Single by King Floyd

from the album King Floyd
- A-side: "What Our Love Needs"
- B-side: "Groove Me"
- Released: September 1970
- Recorded: 1970
- Studio: Malaco Records Studio Jackson, Mississippi
- Genre: R&B; funk; pop;
- Length: 3:04
- Label: Chimneyville, Atlantic
- Songwriter: King Floyd
- Producer: Wardell Quezergue

King Floyd singles chronology
| "What Our Love Needs" (1970) | "Groove Me" (1970) | "Baby Let Me Kiss You" (1971) |

= Groove Me =

1970 single by King Floyd

"Groove Me" is a song written and recorded by R&B singer King Floyd. Released from his eponymous album in late 1970, it was a crossover hit, spending four non-consecutive weeks at number-one on Billboard Soul chart and peaking at No. 6 on the Billboard Hot 100. In Canada the song reached No. 11.

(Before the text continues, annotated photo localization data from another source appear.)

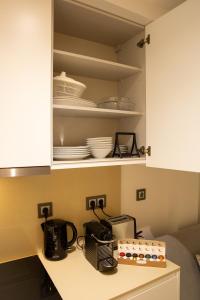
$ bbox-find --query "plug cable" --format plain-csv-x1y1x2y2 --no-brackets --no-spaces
98,200,112,217
42,207,49,222
90,200,101,220
92,206,101,220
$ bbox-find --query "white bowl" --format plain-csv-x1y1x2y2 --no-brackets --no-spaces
90,145,112,150
90,148,112,158
88,143,113,147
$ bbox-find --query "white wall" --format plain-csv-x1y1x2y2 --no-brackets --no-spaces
121,165,199,236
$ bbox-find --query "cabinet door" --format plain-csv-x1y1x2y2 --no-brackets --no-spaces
0,0,52,169
146,0,200,172
127,275,179,300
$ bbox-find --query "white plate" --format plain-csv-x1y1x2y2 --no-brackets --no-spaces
88,145,112,149
54,100,96,108
53,151,89,155
53,154,90,160
87,137,112,140
87,142,113,146
53,150,89,153
53,146,88,149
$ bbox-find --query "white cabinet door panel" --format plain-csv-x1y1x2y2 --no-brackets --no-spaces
146,0,200,172
0,0,52,168
127,276,179,300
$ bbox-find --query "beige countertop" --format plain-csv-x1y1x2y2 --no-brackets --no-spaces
38,249,179,300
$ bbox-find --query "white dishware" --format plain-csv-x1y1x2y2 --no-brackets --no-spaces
53,153,89,160
86,137,112,141
53,146,90,160
53,72,86,97
53,97,97,108
90,148,112,159
89,145,112,150
87,142,112,146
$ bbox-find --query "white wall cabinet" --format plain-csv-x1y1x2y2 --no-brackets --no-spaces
52,0,199,173
52,0,146,170
1,0,198,174
0,0,52,175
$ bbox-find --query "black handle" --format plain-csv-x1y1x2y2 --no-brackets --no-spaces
66,221,77,248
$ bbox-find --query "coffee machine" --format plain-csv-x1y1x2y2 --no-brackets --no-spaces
83,221,118,272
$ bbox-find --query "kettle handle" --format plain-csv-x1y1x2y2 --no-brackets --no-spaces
66,221,77,248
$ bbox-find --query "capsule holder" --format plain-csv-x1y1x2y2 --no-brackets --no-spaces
118,239,166,268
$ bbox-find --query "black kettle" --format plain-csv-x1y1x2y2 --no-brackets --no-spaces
41,219,77,261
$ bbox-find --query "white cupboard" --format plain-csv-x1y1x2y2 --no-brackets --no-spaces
1,0,198,174
52,0,146,170
52,0,200,173
0,0,52,175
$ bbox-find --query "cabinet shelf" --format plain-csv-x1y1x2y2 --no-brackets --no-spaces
52,157,145,170
53,104,142,119
54,50,141,80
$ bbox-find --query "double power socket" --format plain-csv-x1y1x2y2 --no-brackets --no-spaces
86,194,106,210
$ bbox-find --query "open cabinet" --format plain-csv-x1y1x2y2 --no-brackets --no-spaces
52,0,147,169
53,0,200,172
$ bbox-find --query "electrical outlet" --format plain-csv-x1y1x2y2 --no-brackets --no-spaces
96,195,106,208
38,202,53,218
136,189,146,201
86,197,97,210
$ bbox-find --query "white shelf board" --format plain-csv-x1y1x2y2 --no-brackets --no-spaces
54,50,141,80
53,104,142,119
54,0,144,47
51,157,146,170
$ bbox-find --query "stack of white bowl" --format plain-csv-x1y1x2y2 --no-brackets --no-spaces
53,146,89,161
86,137,112,159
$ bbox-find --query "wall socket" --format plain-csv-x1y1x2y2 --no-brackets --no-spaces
38,202,53,218
86,195,106,210
136,189,146,201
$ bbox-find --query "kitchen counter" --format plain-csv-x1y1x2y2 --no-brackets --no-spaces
38,249,180,300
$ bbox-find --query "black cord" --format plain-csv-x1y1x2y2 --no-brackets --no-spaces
100,207,112,217
92,207,101,220
42,207,49,222
136,230,143,239
98,199,112,217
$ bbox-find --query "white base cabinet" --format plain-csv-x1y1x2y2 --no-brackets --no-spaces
113,273,180,300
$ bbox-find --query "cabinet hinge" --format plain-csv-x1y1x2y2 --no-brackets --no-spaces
139,146,151,156
137,34,150,48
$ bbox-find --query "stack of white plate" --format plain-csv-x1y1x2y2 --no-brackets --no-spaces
115,144,128,154
86,137,112,158
53,146,89,161
53,96,97,108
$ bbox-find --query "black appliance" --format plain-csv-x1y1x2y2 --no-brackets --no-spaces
84,220,118,272
0,256,62,300
41,219,77,261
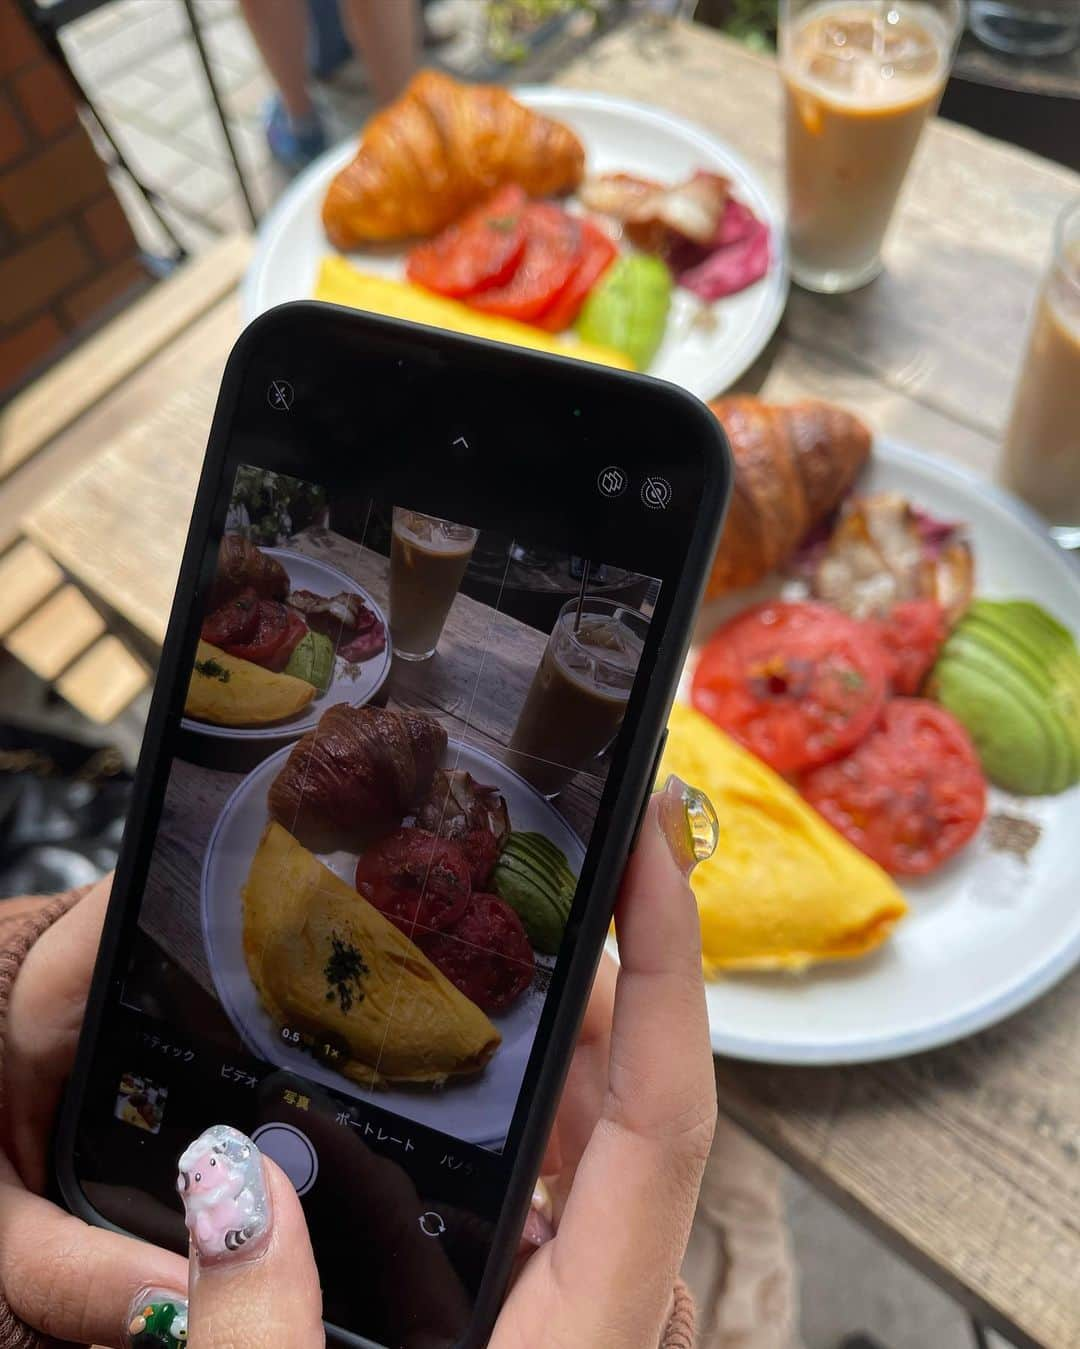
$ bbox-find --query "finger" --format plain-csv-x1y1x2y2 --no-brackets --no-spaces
524,956,618,1259
178,1125,323,1347
5,878,110,1188
537,952,616,1184
540,951,617,1181
0,1177,187,1348
548,779,718,1343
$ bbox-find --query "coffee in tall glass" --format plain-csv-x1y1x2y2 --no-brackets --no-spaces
509,598,649,797
1001,200,1080,550
389,508,478,660
782,0,961,293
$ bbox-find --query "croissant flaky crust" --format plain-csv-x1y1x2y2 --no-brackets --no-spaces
322,70,586,247
269,705,447,853
706,397,872,598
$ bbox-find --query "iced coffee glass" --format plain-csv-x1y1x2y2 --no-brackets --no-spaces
1001,200,1080,550
389,508,478,660
509,597,649,798
781,0,962,294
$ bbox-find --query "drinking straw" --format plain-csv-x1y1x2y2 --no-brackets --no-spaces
574,561,591,634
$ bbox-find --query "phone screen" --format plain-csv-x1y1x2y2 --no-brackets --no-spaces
62,308,725,1348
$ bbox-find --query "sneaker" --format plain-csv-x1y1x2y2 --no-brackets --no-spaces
264,94,327,172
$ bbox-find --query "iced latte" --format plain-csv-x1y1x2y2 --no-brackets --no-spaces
389,508,478,660
782,0,960,292
510,598,649,797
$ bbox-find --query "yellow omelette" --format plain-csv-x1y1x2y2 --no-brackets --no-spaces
185,641,315,727
243,822,500,1086
661,703,908,973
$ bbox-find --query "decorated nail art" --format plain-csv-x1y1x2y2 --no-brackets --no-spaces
125,1290,188,1348
177,1124,269,1261
656,774,719,877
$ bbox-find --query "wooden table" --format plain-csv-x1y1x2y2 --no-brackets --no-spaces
14,18,1080,1349
142,526,602,995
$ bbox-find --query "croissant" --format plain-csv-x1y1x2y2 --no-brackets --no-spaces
706,397,872,598
269,705,447,853
322,70,585,247
210,534,288,608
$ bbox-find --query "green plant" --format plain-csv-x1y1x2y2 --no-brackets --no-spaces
486,0,604,63
721,0,779,50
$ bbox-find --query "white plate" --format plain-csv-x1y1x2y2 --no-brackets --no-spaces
202,738,585,1146
685,439,1080,1066
244,88,789,400
182,548,390,742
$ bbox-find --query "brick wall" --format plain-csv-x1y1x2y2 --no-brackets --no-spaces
0,0,148,397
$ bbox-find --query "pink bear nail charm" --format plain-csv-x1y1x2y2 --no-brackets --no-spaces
177,1124,268,1261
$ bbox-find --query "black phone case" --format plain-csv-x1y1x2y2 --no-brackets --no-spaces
53,302,731,1349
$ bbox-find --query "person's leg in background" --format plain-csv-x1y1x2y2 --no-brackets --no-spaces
682,1115,804,1348
237,0,328,169
338,0,419,105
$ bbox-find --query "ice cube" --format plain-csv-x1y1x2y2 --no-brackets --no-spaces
823,16,877,51
807,51,859,92
881,15,939,74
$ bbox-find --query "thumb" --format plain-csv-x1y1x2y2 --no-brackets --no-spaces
172,1124,323,1347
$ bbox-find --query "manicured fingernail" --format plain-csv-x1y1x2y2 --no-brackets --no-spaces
125,1289,188,1347
521,1179,554,1249
656,774,718,877
177,1124,269,1264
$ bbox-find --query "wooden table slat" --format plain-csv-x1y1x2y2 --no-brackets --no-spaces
0,234,251,483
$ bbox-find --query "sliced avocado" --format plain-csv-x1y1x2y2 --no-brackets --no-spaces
970,601,1080,694
943,637,1077,793
503,833,576,906
498,854,572,924
493,832,578,954
992,599,1076,653
930,653,1066,795
283,629,334,693
960,605,1080,757
952,622,1055,696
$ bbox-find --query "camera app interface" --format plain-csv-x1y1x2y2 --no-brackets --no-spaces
92,453,663,1343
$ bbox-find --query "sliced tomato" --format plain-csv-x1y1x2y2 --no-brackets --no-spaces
222,600,306,671
355,828,471,934
869,599,949,696
405,185,528,298
468,203,583,322
691,601,888,775
801,698,986,875
535,219,618,332
417,894,534,1013
201,586,259,648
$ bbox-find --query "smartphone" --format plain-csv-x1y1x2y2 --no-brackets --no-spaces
56,303,730,1348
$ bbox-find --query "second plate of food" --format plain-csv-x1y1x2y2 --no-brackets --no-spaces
202,731,585,1147
674,438,1080,1066
244,85,788,400
182,547,391,742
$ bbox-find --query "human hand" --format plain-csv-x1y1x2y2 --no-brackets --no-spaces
498,776,718,1348
0,771,716,1349
0,878,189,1344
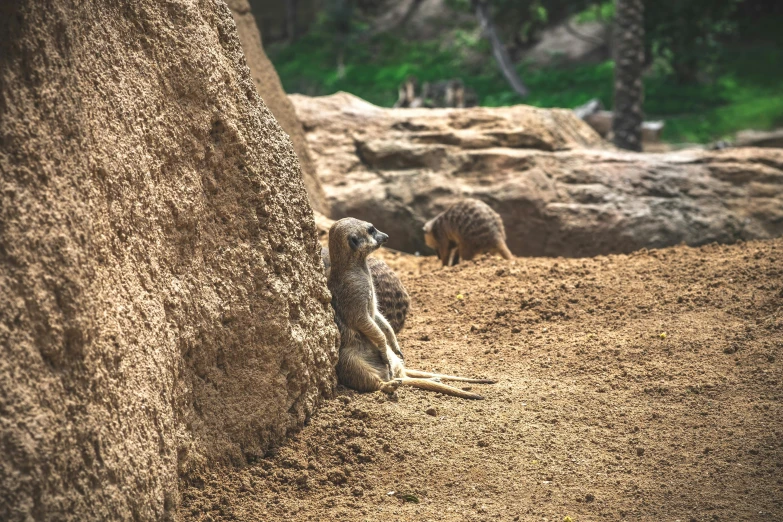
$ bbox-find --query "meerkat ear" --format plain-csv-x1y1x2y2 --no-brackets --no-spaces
349,235,360,250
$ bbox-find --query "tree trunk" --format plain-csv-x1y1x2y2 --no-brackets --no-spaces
357,0,425,42
612,0,644,151
285,0,298,42
473,0,529,98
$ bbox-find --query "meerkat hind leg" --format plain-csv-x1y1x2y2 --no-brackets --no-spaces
395,377,484,400
404,368,496,384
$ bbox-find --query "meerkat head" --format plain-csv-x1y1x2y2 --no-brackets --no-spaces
329,218,388,264
422,217,439,250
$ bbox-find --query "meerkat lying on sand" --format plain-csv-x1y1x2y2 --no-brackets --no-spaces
423,199,513,267
322,246,410,334
327,218,495,399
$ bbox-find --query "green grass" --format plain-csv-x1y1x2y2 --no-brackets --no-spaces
268,32,783,144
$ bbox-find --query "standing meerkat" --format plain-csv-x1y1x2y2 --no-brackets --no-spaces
322,246,410,334
327,218,495,399
423,199,513,267
393,76,425,108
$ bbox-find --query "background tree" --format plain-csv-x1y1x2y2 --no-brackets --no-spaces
263,0,783,143
472,0,529,98
644,0,742,84
285,0,298,42
323,0,356,78
612,0,644,151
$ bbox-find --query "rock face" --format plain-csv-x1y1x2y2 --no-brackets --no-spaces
734,128,783,148
0,1,338,520
227,0,329,214
292,92,783,257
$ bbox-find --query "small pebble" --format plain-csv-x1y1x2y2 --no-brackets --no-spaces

The song was recorded and produced by Wardell Quezergue at Malaco Records' Jackson, Mississippi recording studios during the same session as another Quezergue-produced song, Jean Knight's "Mr. Big Stuff". "Groove Me" was originally released as the B-side to Floyd's "What Our Love Needs" on the Malaco subsidiary Chimneyville. When New Orleans disc jockey George Vinnett started playing the B-side, the song began meriting attention, and as the record emerged as a local smash, Atlantic Records scooped up national distribution rights.

==Personnel==
No credits are listed for the Malaco studio musicians on the record. According to Rob Bowman's liner notes from the 1999 box set, The Last Soul Company: Malaco, A Thirty Year Retrospective, the musicians for this session included:

- Jimmy Honeycutt – saxophone
- Bob Cheesman - trumpet
- Wardell Quezergue – organ
- Jerry Puckett – guitar
- Vernie Robbins – bass
- James Stroud – drums

However, during this time at Malaco, horn lines were typically played by saxophonist Hugh Garraway and trumpeter Peary Lomax. Lomax said he played all trumpet parts on this record and on "Mr. Big Stuff."

==Origin==
According to Rob Bowman, Canadian professor of ethnomusicology, "Groove Me" had been inspired by a young college student who had worked about twenty feet away from Floyd at an east L.A. box
factory. In Floyd's words: "She'd just watch me and smile at me all day. When I went to the water fountain, she would make it her purpose to come up to the water fountain. But, I was so shy. So, I decided one day that I was gonna write this poem and give it to her and I wrote 'Groove Me.' Believe it or not, after I finished it she never came back to work. It blew me away. So, I never gave her the poem. Man, I'd sure like to meet her one day just to thank her!"

==Cover versions==
- Etta James covered "Groove Me" on her 1976 album "Etta Is Betta Than Evvah!
- The Blues Brothers covered the song in their hit 1978 album Briefcase Full of Blues, giving the song a Jamaican reggae feel.
- In 1979, Fern Kinney, who sang backing vocals on King Floyd's original version, released a disco version of the song on her album Groove Me, which reached No. 6 on the Billboard dance chart. In Canada the song reached No. 20.
- In 2002, Angie Stone covered the song in the soundtrack for the movie Austin Powers in Goldmember.